I made a search of the room, with its closet and bathroom, and found nothing significant except for more blood on the bathroom tiles. I went back to the office with the key man and used the pay phone there to make a series of calls.
The first was to Captain Dolan in Pacific Point. I told him where I had found and lost Harold Sherry, and gave him the license number of the green car and a description of the young woman with Sherry.
“Who is she, Archer? Laurel Lennox – Laurel Russo?”
“No. It’s a different woman.”
“Then where is Laurel?”
“I don’t know.”
“Who is this other woman, anyway?”
“I don’t know, Captain,” I said, though I thought I did know.
I called Tom’s house in Westwood, hoping that Cousin Gloria would answer. But it was a man who came to the phone. He said that Tom wasn’t there, and hung up abruptly.
I called the drugstore. A male voice I didn’t recognize told me that Tom was taking the evening off, for a change. No, he had no idea where Tom was now, but he had seen him earlier. Tom had come by the drugstore to pick up some bandages.
“Bandages?” I said.
“That’s right. Tom said a friend of his needed them.”

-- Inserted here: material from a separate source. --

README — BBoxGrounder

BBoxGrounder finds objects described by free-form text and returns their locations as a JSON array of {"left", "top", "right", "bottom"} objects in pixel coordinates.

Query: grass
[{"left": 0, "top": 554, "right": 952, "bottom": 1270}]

“Did he mention the friend’s name?”
“I don’t think he did, no.”
I called Dr. Brokaw’s number, expecting to have to talk my way past his answering service. But he answered the phone himself, on the first ring. I told him what had happened.
“So they got clean away.” He didn’t try to conceal the relief in his voice.
“They got away, but not cleanly. We have the license number of their car now. They’ll be picked up.”
“The woman went with him, did she?”
“Evidently.”
“Then it’s pretty clear she isn’t his prisoner.”
“This isn’t the same woman,” I said. “I don’t know what he did with Laurel Russo.”
“Who is the woman with him?”
“I think her name is Gloria. You wouldn’t be likely to know her. Have you had any luck with the hospitals, Doctor?”
“As a matter of fact, I have. I’m not sure that luck is the word, though. The big hospital in West Los Angeles reports a patient missing – a Navy veteran named Nelson Bagley. He was taken out for dinner the night before last, and never came back.”
“Who took him out for dinner?”
“That isn’t clear. Do you want to follow up on this?”
“I intend to. It would help a good deal to have a doctor along, especially at night. These government hospitals can be pretty stuffy about giving out information.”
Brokaw didn’t answer immediately. “All right, I’ll meet you there.”